Le Monde des livres, 30 novembre 2012, par Catherine Simon
Fous et gueux
Publié en 1990, au Maroc – où il fut fort mal diffusé –, L’Hôpital, récit flamboyant « en noir et blanc » d’Ahmed Bouanani (1938-2011), était devenu introuvable. Méconnu dans son propre pays et quasi inconnu en France, cet écrivain et cinéaste, dont quelques articles (sur la littérature orale, notamment) ont été publiés, à la fin des années 1960, dans la mythique revue Souffles, a laissé derrière lui une œuvre disparate, encore largement inédite. L’Hôpital tient du documentaire autant que du poème en prose. Bouanani l’a écrit après un séjour dans un hôpital pour tuberculeux.

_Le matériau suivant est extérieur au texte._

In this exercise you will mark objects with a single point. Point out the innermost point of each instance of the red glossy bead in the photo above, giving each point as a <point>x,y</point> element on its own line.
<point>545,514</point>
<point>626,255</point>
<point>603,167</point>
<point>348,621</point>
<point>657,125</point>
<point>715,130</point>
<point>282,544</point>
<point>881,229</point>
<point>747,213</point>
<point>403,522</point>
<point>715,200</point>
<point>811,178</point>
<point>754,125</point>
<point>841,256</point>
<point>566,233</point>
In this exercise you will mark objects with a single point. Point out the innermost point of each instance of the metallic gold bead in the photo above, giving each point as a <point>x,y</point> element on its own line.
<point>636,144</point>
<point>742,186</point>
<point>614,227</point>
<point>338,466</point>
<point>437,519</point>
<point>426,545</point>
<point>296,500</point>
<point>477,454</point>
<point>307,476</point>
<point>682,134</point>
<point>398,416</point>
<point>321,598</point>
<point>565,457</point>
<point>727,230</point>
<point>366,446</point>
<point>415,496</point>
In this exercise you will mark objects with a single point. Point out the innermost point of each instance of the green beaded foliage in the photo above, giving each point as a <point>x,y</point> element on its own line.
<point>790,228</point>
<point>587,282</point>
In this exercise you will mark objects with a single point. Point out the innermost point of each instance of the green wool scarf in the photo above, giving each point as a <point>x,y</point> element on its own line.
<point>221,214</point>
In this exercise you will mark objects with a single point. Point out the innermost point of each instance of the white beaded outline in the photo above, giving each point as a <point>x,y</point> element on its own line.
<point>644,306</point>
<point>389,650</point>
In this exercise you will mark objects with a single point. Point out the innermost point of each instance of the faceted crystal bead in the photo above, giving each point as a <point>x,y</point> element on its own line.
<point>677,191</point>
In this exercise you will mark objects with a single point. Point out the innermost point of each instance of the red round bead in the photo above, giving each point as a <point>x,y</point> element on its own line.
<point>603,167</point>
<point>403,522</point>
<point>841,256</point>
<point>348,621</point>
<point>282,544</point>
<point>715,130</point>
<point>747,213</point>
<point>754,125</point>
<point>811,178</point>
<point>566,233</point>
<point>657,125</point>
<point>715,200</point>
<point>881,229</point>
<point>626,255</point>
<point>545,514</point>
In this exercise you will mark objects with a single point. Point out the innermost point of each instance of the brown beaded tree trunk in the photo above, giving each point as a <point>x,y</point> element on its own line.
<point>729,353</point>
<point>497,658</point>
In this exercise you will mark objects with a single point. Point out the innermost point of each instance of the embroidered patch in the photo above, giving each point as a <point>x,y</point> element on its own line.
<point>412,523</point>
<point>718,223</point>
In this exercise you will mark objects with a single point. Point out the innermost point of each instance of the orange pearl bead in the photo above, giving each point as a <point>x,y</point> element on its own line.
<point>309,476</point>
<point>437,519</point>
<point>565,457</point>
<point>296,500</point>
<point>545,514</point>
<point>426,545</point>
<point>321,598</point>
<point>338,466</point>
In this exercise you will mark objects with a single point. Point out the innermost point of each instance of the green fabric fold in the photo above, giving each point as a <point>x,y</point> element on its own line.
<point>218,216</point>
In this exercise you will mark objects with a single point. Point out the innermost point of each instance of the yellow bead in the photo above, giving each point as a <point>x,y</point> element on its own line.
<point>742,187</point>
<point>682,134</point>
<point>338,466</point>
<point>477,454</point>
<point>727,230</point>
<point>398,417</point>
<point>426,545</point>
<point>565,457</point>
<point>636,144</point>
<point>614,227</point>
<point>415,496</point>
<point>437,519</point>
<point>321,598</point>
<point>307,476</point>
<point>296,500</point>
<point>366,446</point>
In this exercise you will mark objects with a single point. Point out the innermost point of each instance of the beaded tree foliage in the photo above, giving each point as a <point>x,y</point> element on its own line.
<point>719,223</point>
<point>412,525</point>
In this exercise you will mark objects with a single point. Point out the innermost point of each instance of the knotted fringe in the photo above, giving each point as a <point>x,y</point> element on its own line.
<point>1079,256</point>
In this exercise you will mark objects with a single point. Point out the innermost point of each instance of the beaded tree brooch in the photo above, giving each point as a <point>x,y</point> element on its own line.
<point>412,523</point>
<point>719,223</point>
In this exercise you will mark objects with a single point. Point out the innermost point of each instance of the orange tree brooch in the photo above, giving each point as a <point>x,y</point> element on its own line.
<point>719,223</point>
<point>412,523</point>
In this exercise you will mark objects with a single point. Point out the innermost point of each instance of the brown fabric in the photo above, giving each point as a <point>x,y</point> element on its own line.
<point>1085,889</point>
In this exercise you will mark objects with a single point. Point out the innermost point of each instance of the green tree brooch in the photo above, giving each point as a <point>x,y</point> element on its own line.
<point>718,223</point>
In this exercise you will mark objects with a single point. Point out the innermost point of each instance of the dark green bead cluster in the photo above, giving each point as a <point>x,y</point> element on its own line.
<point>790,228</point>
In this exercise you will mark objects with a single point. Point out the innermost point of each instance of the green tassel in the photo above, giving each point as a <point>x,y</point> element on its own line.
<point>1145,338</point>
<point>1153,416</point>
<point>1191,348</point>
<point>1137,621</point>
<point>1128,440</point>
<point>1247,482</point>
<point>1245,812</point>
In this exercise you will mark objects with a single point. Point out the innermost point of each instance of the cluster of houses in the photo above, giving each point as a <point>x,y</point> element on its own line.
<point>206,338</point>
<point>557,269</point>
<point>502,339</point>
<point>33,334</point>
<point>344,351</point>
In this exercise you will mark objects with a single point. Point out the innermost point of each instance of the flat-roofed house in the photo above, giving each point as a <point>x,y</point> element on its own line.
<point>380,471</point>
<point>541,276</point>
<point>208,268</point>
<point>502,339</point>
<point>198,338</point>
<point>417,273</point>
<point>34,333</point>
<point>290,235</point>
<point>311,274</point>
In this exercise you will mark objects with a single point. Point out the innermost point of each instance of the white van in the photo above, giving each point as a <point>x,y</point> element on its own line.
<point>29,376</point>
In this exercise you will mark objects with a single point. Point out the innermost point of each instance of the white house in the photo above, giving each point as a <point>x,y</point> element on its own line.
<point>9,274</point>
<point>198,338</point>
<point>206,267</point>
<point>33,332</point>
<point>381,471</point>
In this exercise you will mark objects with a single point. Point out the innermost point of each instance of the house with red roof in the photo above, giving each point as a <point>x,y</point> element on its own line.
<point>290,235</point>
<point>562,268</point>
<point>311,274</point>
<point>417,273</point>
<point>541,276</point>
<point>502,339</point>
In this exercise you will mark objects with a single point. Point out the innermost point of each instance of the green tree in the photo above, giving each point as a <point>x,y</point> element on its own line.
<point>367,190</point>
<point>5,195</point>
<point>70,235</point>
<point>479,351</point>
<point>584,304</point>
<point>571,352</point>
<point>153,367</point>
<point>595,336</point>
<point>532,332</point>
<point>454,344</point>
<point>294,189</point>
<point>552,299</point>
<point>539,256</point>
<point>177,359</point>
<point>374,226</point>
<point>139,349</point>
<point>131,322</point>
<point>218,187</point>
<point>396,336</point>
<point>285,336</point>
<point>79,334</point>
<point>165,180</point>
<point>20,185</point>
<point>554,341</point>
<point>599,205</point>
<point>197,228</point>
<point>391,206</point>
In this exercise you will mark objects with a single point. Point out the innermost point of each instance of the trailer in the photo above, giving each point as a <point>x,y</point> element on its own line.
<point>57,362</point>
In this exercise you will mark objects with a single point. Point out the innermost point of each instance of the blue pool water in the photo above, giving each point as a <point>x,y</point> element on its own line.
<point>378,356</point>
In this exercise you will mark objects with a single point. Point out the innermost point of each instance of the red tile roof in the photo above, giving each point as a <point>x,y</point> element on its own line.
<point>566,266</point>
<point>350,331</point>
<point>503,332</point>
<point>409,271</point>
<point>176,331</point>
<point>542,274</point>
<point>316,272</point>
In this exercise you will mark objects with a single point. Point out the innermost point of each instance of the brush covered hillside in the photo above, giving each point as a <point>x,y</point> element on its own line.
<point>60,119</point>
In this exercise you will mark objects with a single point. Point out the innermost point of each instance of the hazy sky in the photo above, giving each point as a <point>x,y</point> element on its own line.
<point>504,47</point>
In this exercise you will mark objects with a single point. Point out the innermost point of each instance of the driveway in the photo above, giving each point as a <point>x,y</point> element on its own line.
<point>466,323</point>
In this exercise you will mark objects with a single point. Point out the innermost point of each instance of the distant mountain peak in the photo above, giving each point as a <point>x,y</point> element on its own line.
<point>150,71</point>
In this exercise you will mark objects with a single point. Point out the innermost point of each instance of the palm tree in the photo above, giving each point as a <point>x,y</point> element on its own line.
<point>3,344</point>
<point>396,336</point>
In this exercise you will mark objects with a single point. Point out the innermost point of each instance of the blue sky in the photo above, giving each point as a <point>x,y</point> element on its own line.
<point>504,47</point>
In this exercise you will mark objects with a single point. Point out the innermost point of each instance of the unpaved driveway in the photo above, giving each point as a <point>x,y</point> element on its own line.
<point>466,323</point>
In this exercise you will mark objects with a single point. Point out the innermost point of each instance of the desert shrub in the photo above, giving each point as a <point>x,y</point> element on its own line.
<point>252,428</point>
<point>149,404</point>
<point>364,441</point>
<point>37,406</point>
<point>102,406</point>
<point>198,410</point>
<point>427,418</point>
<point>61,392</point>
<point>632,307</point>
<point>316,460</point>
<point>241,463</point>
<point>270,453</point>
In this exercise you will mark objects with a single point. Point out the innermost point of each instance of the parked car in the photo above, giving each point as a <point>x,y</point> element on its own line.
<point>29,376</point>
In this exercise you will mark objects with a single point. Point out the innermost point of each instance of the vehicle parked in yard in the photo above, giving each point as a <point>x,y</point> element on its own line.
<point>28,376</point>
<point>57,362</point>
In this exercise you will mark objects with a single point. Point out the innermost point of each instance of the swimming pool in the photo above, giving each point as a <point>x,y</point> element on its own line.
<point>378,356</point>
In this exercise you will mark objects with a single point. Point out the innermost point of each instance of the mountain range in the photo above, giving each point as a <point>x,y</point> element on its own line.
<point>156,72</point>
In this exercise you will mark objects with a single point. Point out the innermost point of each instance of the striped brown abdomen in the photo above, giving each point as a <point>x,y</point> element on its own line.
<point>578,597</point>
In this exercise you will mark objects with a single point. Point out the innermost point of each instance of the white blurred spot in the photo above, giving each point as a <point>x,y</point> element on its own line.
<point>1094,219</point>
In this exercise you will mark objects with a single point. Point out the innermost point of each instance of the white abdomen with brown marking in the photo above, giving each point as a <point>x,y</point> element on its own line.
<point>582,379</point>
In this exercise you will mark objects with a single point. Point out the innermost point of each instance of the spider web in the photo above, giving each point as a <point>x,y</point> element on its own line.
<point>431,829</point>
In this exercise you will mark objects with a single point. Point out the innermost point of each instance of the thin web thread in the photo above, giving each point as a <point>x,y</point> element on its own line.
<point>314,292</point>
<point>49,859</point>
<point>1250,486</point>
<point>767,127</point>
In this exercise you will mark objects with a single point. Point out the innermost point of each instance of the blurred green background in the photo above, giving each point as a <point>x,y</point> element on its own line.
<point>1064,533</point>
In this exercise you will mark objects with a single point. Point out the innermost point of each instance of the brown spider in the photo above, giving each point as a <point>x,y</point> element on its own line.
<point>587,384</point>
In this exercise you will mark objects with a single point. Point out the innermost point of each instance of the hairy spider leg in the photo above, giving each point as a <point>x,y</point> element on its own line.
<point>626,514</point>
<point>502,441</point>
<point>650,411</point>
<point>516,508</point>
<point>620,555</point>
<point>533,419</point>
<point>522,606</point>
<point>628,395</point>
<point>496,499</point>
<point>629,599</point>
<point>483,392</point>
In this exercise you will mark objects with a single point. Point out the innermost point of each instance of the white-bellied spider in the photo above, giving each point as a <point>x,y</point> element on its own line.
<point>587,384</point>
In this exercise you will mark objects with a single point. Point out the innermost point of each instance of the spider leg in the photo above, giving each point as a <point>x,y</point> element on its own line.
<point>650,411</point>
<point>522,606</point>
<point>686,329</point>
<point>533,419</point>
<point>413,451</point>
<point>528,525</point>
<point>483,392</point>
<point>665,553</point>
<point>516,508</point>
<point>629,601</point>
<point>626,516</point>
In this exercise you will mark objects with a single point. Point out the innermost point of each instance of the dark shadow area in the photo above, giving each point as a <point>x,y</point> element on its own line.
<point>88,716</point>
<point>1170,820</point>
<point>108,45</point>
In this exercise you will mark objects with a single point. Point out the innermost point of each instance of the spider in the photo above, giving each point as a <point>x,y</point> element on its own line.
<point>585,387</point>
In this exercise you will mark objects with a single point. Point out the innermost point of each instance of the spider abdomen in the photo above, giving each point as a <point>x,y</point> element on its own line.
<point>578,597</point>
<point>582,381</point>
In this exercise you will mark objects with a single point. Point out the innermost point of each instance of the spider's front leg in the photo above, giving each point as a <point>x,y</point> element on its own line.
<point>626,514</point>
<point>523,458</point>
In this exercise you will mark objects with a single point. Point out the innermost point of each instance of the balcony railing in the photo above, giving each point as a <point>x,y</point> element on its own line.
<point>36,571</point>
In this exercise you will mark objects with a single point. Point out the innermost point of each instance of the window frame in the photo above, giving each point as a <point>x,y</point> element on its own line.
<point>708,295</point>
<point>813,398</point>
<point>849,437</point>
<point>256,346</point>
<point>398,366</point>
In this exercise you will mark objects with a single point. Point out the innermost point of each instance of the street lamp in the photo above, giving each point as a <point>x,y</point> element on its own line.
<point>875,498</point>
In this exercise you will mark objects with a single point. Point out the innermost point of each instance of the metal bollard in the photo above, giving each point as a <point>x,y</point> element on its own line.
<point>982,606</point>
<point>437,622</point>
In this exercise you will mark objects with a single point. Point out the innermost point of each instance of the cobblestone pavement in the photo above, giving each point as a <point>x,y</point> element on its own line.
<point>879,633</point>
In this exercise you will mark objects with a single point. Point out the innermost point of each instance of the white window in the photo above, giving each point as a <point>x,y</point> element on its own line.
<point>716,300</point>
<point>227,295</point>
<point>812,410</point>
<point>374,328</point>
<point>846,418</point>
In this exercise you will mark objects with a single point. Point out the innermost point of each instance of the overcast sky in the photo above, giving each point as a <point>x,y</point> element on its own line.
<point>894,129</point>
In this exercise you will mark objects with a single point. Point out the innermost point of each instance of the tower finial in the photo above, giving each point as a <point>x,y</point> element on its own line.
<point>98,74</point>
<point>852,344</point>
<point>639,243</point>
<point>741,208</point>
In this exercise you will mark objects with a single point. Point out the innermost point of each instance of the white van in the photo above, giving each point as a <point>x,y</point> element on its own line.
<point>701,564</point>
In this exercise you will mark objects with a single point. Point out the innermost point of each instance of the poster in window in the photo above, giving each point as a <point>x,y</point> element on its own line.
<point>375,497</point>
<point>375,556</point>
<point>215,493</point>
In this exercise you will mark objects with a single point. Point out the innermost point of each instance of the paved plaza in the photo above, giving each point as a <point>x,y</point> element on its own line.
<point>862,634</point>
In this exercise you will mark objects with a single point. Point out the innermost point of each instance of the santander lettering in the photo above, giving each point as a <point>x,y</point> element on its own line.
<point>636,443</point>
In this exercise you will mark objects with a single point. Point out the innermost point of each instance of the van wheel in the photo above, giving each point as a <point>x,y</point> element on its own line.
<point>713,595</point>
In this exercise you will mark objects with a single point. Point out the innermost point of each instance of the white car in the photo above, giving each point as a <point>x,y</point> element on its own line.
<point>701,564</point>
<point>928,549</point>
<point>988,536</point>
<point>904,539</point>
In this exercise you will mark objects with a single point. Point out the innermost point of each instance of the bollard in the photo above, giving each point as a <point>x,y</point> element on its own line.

Transposé dans un asile psychiatrique, ce bref récit se présente comme le journal de bord d’un aliéné, écrivain enfermé aux côtés du Litron, du Corsaire, de OK, du Pet et du jeune Argane, tous pensionnaires hallucinés, avec « une mouche bleue dans le citron » et des délires à la Antonin Artaud. On y parle cru et dru, tout le monde – Dieu et ses saints compris – en prenant pour son grade. L’Hôpital parle du Maroc, de ses fous et de ses gueux. Ce texte rare, daté et fulgurant, réussit à se transformer en une « fable universelle sur l’enfermement et la résistance », comme l’explique justement, en postface, David Ruffel. Ce qu’on appelle un livre culte.